Патрик на мгновение замолкает.
– Но букет вряд ли может быть истолкован как угроза, Клэр. Может быть, кто-то просто посылает поздравление: твой талант наконец замечен.
– Это цветы, Патрик. Черные цветы. Цветы зла. Он делает именно то, что и обещал, – пытается напугать меня. И у него получилось.

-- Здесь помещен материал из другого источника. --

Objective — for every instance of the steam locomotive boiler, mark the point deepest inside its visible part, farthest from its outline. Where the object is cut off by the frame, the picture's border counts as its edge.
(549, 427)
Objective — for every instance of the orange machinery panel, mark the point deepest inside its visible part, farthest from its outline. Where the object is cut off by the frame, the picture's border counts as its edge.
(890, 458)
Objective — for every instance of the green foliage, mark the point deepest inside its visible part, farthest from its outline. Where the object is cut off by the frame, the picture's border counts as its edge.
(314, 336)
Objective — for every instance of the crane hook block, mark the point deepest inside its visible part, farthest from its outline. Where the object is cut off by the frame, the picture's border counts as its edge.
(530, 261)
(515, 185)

Но даже когда я думаю об этом, есть часть меня, которая почти благодарна. Используй это. Аполлония получила то же самое стихотворение от анонима, – чернила только-только высохли на бумаге, – и она тоже не могла знать, от кого оно и почему она привлекла внимание этого человека. То ли от поклонника, то ли от преследователя или – как оказалось – от кого-то, кто был на самом деле странной смесью того и другого. Я всегда знала, что, должно быть, она испугалась, но теперь я действительно чувствую это.
– Тебе не кажется, что ты видишь в словах какой-то смысл, которого на самом деле нет? – тихо спрашивает Патрик, и я знаю, что он тоже изучил симптомы театрального расстройства личности.

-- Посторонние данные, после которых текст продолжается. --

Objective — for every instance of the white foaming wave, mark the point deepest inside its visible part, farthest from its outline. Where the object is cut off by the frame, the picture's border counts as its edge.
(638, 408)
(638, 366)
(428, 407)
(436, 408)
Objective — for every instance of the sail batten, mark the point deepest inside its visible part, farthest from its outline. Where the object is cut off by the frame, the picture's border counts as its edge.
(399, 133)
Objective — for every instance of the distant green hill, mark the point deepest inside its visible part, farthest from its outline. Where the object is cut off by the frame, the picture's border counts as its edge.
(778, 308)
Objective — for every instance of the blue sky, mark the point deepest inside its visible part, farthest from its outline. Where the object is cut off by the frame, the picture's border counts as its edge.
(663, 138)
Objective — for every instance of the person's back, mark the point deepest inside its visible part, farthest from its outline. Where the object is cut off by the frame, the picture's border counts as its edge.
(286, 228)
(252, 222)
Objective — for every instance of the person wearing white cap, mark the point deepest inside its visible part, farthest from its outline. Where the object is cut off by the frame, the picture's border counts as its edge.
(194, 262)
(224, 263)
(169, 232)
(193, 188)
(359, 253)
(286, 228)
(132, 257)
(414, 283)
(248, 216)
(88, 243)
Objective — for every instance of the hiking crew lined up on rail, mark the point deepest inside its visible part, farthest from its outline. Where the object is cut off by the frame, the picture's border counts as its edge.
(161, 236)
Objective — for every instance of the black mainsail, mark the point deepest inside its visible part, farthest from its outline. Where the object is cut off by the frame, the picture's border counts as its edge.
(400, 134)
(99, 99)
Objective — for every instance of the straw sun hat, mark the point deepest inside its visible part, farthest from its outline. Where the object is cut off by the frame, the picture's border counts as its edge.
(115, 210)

Когда я выхожу, ко мне подходит Лоренс.
– Сегодня было по-настоящему сложно, – произносит он с мальчишеской улыбкой. – Но ты отлично справилась.
– Спасибо, – говорю я, все еще думая о цветах. Я просто хочу домой.
Он заговорщически понижает голос.
– Знаешь, я и забыл, как ты прекрасна в постели.
– Приму это за комплимент. Слушай, мне нужно идти…
– Подожди… – Он кладет руку мне на плечо. – Как ты, Клэр? – тихо спрашивает он. – Это был ад – притворяться, что между нами ничего не было. Но не думай, что только потому, что я могу для них притворяться, я ничего не чувствую к тебе.
Я уставилась на него.
– Честно говоря, Лоренс, я так и думала.
Он игнорирует мой саркастический тон.
– Актеры, да? Мы никогда не знаем, что реально, а что нет. Слушай, не хочешь встретиться и выпить? Я остановился в «Мандарин Ориенталь».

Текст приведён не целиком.